Stratocaster dating japan
At some point, Kennis Russell bought a used Stratocaster at his local guitar shop.
Within a few seconds, however, Russell—a guitarist who provides backing tracks, gear demos and reviews on You Tube—realized it was a fake.
Most notably, production dates have been penciled or stamped on the butt end of the heel of the neck of most guitars and basses, although there were periods when this was not consistently done (1973 to 1981, for example) or simply omitted.
instrument production history, production dates have been applied to various components.
But in the mid ‘eighties, they were forced by the massive success of much cheaper, Korean-made guitars (the Marlin range, for example), to rethink.

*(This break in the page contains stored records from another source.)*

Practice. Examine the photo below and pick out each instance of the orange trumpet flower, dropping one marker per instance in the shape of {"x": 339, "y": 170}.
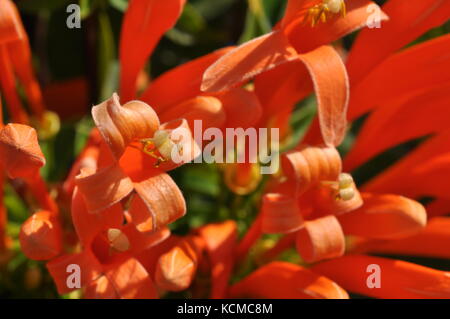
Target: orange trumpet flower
{"x": 176, "y": 93}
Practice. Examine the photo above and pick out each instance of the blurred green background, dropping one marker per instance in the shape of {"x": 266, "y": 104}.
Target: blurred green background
{"x": 90, "y": 54}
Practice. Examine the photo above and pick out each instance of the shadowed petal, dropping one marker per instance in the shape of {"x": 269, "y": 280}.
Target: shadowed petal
{"x": 399, "y": 279}
{"x": 159, "y": 203}
{"x": 120, "y": 125}
{"x": 90, "y": 269}
{"x": 399, "y": 122}
{"x": 410, "y": 19}
{"x": 280, "y": 214}
{"x": 144, "y": 23}
{"x": 180, "y": 83}
{"x": 88, "y": 225}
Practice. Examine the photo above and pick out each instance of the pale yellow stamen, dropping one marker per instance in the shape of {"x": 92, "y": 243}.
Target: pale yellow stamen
{"x": 160, "y": 146}
{"x": 325, "y": 10}
{"x": 118, "y": 240}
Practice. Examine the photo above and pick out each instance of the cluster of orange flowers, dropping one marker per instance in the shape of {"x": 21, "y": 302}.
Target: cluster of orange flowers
{"x": 122, "y": 199}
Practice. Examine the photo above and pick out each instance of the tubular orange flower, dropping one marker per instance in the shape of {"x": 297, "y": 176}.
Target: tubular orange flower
{"x": 157, "y": 201}
{"x": 15, "y": 59}
{"x": 284, "y": 280}
{"x": 176, "y": 268}
{"x": 319, "y": 60}
{"x": 400, "y": 279}
{"x": 108, "y": 263}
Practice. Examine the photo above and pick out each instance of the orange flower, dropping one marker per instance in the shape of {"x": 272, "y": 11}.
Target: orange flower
{"x": 15, "y": 59}
{"x": 109, "y": 268}
{"x": 382, "y": 82}
{"x": 176, "y": 93}
{"x": 136, "y": 168}
{"x": 301, "y": 59}
{"x": 281, "y": 280}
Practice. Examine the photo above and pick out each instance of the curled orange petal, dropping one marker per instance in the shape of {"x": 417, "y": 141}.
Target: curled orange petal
{"x": 424, "y": 172}
{"x": 100, "y": 288}
{"x": 19, "y": 150}
{"x": 385, "y": 217}
{"x": 140, "y": 241}
{"x": 394, "y": 78}
{"x": 158, "y": 203}
{"x": 180, "y": 83}
{"x": 321, "y": 239}
{"x": 120, "y": 125}
{"x": 145, "y": 22}
{"x": 359, "y": 13}
{"x": 280, "y": 214}
{"x": 248, "y": 60}
{"x": 41, "y": 236}
{"x": 103, "y": 188}
{"x": 62, "y": 267}
{"x": 9, "y": 89}
{"x": 331, "y": 86}
{"x": 282, "y": 280}
{"x": 311, "y": 164}
{"x": 396, "y": 122}
{"x": 237, "y": 102}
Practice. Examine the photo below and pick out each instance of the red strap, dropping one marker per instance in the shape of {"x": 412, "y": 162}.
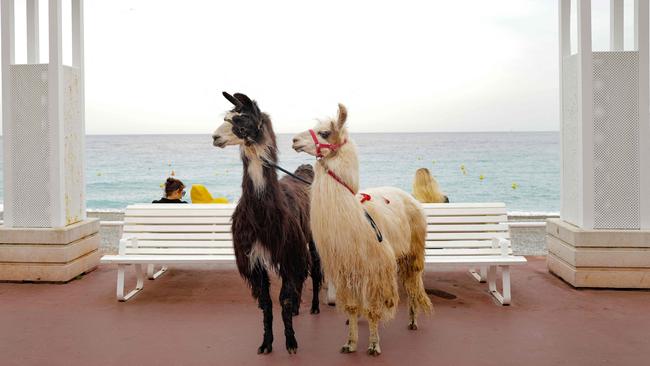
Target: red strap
{"x": 319, "y": 145}
{"x": 338, "y": 179}
{"x": 364, "y": 196}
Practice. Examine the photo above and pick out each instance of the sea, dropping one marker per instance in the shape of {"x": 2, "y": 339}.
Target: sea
{"x": 521, "y": 169}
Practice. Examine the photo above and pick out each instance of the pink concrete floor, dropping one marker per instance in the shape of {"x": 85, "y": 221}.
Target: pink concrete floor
{"x": 205, "y": 316}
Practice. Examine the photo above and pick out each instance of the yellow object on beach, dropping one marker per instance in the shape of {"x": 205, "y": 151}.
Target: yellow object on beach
{"x": 200, "y": 194}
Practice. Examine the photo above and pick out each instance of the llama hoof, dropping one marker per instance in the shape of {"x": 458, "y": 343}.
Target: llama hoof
{"x": 265, "y": 349}
{"x": 292, "y": 345}
{"x": 374, "y": 350}
{"x": 348, "y": 348}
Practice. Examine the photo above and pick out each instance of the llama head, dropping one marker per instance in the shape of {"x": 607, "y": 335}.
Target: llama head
{"x": 243, "y": 125}
{"x": 330, "y": 133}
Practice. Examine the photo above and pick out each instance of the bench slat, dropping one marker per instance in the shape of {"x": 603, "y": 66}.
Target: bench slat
{"x": 182, "y": 206}
{"x": 464, "y": 252}
{"x": 178, "y": 228}
{"x": 171, "y": 220}
{"x": 466, "y": 228}
{"x": 474, "y": 260}
{"x": 436, "y": 244}
{"x": 465, "y": 211}
{"x": 496, "y": 219}
{"x": 165, "y": 259}
{"x": 466, "y": 236}
{"x": 464, "y": 205}
{"x": 180, "y": 213}
{"x": 180, "y": 236}
{"x": 179, "y": 251}
{"x": 183, "y": 244}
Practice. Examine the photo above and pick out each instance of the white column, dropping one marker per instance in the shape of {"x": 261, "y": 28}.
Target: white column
{"x": 642, "y": 45}
{"x": 8, "y": 57}
{"x": 616, "y": 25}
{"x": 55, "y": 113}
{"x": 564, "y": 33}
{"x": 78, "y": 62}
{"x": 32, "y": 32}
{"x": 585, "y": 115}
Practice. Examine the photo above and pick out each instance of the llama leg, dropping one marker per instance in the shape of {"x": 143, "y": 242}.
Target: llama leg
{"x": 260, "y": 283}
{"x": 353, "y": 329}
{"x": 316, "y": 277}
{"x": 287, "y": 296}
{"x": 297, "y": 298}
{"x": 373, "y": 339}
{"x": 411, "y": 275}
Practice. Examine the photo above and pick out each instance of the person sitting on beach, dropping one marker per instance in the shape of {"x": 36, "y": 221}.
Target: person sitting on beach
{"x": 200, "y": 194}
{"x": 426, "y": 189}
{"x": 174, "y": 191}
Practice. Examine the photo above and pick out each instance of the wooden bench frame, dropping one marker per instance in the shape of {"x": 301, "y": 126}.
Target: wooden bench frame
{"x": 473, "y": 235}
{"x": 162, "y": 234}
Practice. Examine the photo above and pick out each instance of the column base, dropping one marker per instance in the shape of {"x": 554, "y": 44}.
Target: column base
{"x": 598, "y": 258}
{"x": 49, "y": 255}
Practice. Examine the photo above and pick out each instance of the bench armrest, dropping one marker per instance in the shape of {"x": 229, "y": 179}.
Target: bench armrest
{"x": 121, "y": 250}
{"x": 501, "y": 243}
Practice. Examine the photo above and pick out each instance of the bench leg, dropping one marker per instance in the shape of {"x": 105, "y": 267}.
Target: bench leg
{"x": 504, "y": 297}
{"x": 331, "y": 294}
{"x": 153, "y": 275}
{"x": 120, "y": 281}
{"x": 481, "y": 275}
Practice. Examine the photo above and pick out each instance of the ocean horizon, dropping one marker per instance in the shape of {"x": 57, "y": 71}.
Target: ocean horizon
{"x": 519, "y": 168}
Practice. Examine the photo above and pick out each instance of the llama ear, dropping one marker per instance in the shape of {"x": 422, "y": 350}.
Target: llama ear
{"x": 243, "y": 98}
{"x": 232, "y": 100}
{"x": 343, "y": 116}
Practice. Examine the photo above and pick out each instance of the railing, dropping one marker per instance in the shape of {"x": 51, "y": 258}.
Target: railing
{"x": 512, "y": 224}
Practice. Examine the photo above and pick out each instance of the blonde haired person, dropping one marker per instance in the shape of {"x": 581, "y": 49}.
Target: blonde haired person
{"x": 426, "y": 189}
{"x": 200, "y": 194}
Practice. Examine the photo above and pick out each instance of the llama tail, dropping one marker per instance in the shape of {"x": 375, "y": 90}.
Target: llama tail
{"x": 413, "y": 265}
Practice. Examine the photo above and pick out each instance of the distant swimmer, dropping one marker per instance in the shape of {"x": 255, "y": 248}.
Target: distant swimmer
{"x": 426, "y": 188}
{"x": 174, "y": 191}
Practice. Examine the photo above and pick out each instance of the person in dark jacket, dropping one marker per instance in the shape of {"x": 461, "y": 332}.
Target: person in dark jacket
{"x": 174, "y": 191}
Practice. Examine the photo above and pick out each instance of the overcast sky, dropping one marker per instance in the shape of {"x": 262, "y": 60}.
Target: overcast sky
{"x": 157, "y": 66}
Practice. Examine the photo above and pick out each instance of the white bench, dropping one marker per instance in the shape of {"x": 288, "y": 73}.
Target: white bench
{"x": 475, "y": 235}
{"x": 162, "y": 234}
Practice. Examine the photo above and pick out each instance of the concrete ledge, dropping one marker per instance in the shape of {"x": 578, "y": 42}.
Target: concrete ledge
{"x": 599, "y": 257}
{"x": 49, "y": 253}
{"x": 578, "y": 237}
{"x": 631, "y": 278}
{"x": 49, "y": 272}
{"x": 56, "y": 236}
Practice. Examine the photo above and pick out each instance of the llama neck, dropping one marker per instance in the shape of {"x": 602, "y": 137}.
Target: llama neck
{"x": 258, "y": 177}
{"x": 345, "y": 165}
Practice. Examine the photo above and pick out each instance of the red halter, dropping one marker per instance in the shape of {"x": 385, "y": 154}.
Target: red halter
{"x": 364, "y": 196}
{"x": 320, "y": 145}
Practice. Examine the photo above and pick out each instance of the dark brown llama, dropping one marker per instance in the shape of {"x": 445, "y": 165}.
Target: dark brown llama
{"x": 270, "y": 225}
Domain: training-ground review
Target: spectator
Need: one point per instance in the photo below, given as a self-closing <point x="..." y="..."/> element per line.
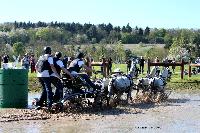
<point x="25" y="62"/>
<point x="142" y="61"/>
<point x="65" y="61"/>
<point x="32" y="62"/>
<point x="110" y="65"/>
<point x="5" y="59"/>
<point x="156" y="60"/>
<point x="55" y="80"/>
<point x="173" y="67"/>
<point x="44" y="65"/>
<point x="128" y="62"/>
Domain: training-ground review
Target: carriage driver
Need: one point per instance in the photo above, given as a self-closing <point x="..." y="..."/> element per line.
<point x="76" y="65"/>
<point x="55" y="79"/>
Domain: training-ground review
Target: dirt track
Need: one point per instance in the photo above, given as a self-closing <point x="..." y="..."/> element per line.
<point x="181" y="113"/>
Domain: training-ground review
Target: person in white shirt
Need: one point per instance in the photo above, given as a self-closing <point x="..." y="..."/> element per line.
<point x="43" y="66"/>
<point x="55" y="80"/>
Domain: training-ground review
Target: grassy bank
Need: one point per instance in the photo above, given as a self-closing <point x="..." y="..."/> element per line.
<point x="176" y="83"/>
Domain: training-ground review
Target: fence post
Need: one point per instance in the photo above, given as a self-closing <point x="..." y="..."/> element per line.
<point x="148" y="66"/>
<point x="182" y="68"/>
<point x="189" y="74"/>
<point x="104" y="67"/>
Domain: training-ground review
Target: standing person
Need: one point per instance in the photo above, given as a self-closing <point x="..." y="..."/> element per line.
<point x="65" y="61"/>
<point x="156" y="60"/>
<point x="128" y="65"/>
<point x="77" y="64"/>
<point x="43" y="66"/>
<point x="142" y="61"/>
<point x="25" y="62"/>
<point x="55" y="79"/>
<point x="173" y="67"/>
<point x="110" y="65"/>
<point x="32" y="63"/>
<point x="5" y="59"/>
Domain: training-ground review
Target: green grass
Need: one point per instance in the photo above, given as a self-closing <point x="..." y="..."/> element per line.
<point x="176" y="83"/>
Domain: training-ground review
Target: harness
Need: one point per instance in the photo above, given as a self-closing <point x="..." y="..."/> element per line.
<point x="74" y="66"/>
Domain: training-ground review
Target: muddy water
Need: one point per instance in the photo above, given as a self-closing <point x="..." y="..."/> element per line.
<point x="181" y="113"/>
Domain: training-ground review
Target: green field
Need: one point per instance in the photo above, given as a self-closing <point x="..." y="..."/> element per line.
<point x="176" y="83"/>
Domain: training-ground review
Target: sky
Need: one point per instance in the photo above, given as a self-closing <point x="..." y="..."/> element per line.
<point x="141" y="13"/>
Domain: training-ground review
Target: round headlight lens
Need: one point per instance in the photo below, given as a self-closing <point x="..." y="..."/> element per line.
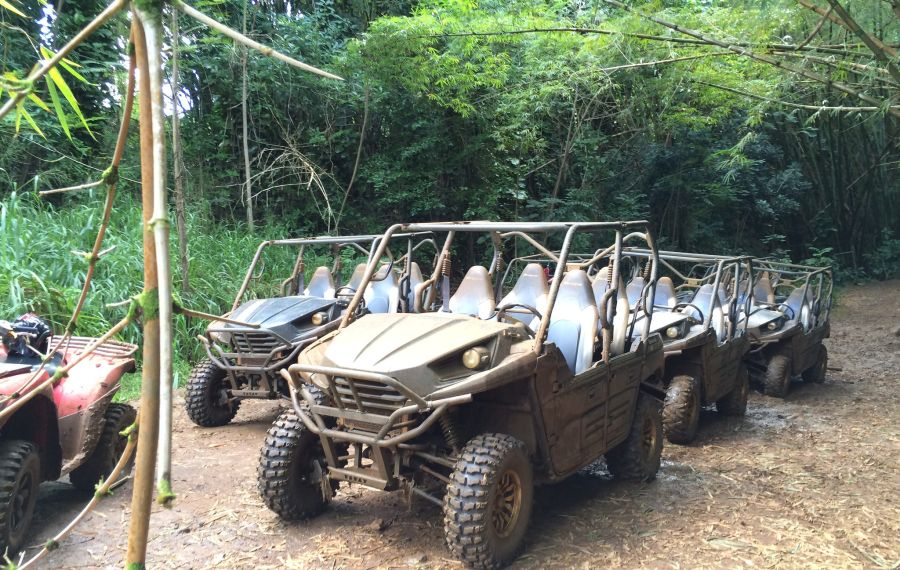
<point x="475" y="357"/>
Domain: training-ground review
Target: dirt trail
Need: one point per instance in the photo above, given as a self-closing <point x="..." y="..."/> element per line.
<point x="812" y="481"/>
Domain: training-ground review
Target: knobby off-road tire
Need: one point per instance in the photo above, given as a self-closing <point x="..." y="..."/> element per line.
<point x="110" y="447"/>
<point x="637" y="458"/>
<point x="734" y="403"/>
<point x="203" y="394"/>
<point x="488" y="502"/>
<point x="290" y="460"/>
<point x="777" y="382"/>
<point x="816" y="372"/>
<point x="681" y="410"/>
<point x="20" y="475"/>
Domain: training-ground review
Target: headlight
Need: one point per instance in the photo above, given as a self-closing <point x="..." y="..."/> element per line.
<point x="475" y="358"/>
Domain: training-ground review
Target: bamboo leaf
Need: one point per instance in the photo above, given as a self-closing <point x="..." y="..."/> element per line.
<point x="57" y="78"/>
<point x="12" y="8"/>
<point x="24" y="113"/>
<point x="57" y="106"/>
<point x="37" y="101"/>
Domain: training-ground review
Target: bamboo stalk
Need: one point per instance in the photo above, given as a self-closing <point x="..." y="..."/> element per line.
<point x="244" y="40"/>
<point x="159" y="225"/>
<point x="142" y="494"/>
<point x="49" y="64"/>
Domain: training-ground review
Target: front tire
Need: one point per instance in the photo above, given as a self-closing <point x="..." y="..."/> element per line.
<point x="100" y="464"/>
<point x="638" y="457"/>
<point x="734" y="403"/>
<point x="206" y="396"/>
<point x="816" y="372"/>
<point x="291" y="477"/>
<point x="681" y="411"/>
<point x="488" y="502"/>
<point x="777" y="382"/>
<point x="20" y="475"/>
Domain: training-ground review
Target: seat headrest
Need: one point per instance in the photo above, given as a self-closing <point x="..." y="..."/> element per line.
<point x="475" y="295"/>
<point x="321" y="284"/>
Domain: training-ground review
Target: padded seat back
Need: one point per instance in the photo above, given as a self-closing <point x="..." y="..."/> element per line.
<point x="356" y="277"/>
<point x="665" y="293"/>
<point x="573" y="324"/>
<point x="799" y="307"/>
<point x="475" y="295"/>
<point x="634" y="289"/>
<point x="415" y="279"/>
<point x="620" y="321"/>
<point x="711" y="306"/>
<point x="321" y="284"/>
<point x="383" y="295"/>
<point x="531" y="289"/>
<point x="763" y="291"/>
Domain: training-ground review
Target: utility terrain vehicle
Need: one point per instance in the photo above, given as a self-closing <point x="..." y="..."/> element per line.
<point x="788" y="321"/>
<point x="472" y="401"/>
<point x="261" y="336"/>
<point x="68" y="428"/>
<point x="703" y="320"/>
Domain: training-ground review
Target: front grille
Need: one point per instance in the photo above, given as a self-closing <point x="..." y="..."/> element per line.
<point x="255" y="343"/>
<point x="368" y="396"/>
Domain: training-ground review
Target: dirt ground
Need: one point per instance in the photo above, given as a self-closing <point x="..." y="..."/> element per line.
<point x="813" y="481"/>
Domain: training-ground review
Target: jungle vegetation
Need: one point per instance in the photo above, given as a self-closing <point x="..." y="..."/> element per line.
<point x="761" y="126"/>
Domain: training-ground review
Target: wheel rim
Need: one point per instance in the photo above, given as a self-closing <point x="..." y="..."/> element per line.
<point x="507" y="503"/>
<point x="21" y="500"/>
<point x="649" y="437"/>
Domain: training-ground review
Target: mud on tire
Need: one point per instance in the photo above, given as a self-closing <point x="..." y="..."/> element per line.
<point x="638" y="457"/>
<point x="20" y="475"/>
<point x="202" y="395"/>
<point x="110" y="447"/>
<point x="734" y="403"/>
<point x="681" y="410"/>
<point x="489" y="499"/>
<point x="777" y="381"/>
<point x="290" y="460"/>
<point x="816" y="372"/>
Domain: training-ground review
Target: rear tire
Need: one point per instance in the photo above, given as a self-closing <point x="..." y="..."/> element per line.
<point x="681" y="411"/>
<point x="98" y="466"/>
<point x="206" y="398"/>
<point x="488" y="502"/>
<point x="777" y="382"/>
<point x="638" y="457"/>
<point x="20" y="475"/>
<point x="734" y="403"/>
<point x="816" y="372"/>
<point x="291" y="467"/>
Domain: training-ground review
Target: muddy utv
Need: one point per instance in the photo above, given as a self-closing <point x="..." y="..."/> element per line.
<point x="71" y="427"/>
<point x="702" y="318"/>
<point x="263" y="333"/>
<point x="789" y="319"/>
<point x="470" y="402"/>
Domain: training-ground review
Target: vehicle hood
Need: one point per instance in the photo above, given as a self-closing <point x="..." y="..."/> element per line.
<point x="285" y="316"/>
<point x="422" y="351"/>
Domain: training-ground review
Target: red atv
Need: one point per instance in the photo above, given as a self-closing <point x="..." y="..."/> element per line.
<point x="69" y="428"/>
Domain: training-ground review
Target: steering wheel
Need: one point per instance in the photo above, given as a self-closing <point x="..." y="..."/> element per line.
<point x="691" y="305"/>
<point x="501" y="313"/>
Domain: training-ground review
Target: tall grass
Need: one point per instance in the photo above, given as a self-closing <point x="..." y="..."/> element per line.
<point x="39" y="272"/>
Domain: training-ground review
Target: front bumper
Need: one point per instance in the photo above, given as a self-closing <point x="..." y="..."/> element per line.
<point x="370" y="408"/>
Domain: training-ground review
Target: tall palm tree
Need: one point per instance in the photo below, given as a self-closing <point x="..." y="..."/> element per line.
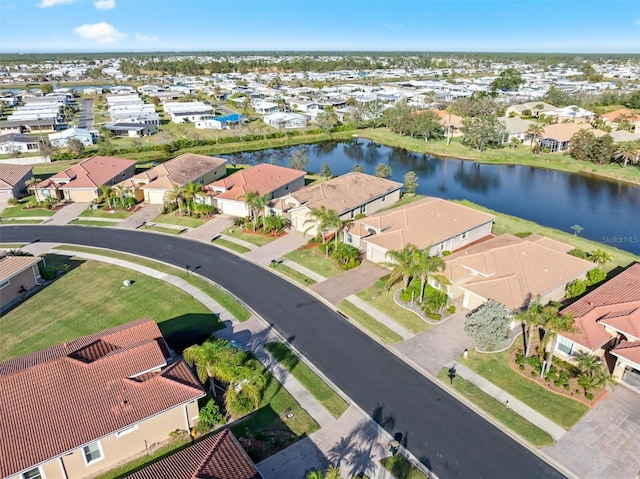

On the UK market, the cheap, cheerful and well-featured Marlin Sidewinder had been hammering the Squier Strat’s sales, ending up topping the bestsellers chart for nearly two solid years.
Accordingly, using a combination of my own first hand experience with the guitars, and original printed promotional/editorial matter from January 1992 to July 1995, I'd like to present a properly referenced account of the exclusively Japanese-made Silver Series Strat. The first Squier Silver Series Strats did not have a 'Silver Series' identifier on the headstock.
Up close you can often see quickie, machine-style scallops in their fretboards; a shallower cut that does not reach all the way from one fret to the next, but rather creates a small trench in the wood between flat, unscalloped ledges.Fender US Malmsteen necks have a more detailed, hand-finished look to them, with each scallop rounded out individually from fret wire to fret wire; no flat ledges.The same applies to factory-scalloped Fender Japan ST71 and ST72 “SC” (for ‘scalloped’) models, which did not carry Yngwie’s name or signature, but were unmistakably intended as cheaper avenues into the Malmsteen realm. While the first Yngwie Strat model (1988) is distinct from the others in that it has a small, 50’s style headstock and a two-point tremolo, the later two redesigns, launched in 19, are less easily distinguished.Online specs are often outdated, with a picture of the new guitar but the info on the old one; sometimes sellers on e Bay or smaller indy sites copy the latest Fender specs (from the ’07 revision) to the description of their older, used models. The way to ID the Malmsteen Strat you’re looking at is from its headstock.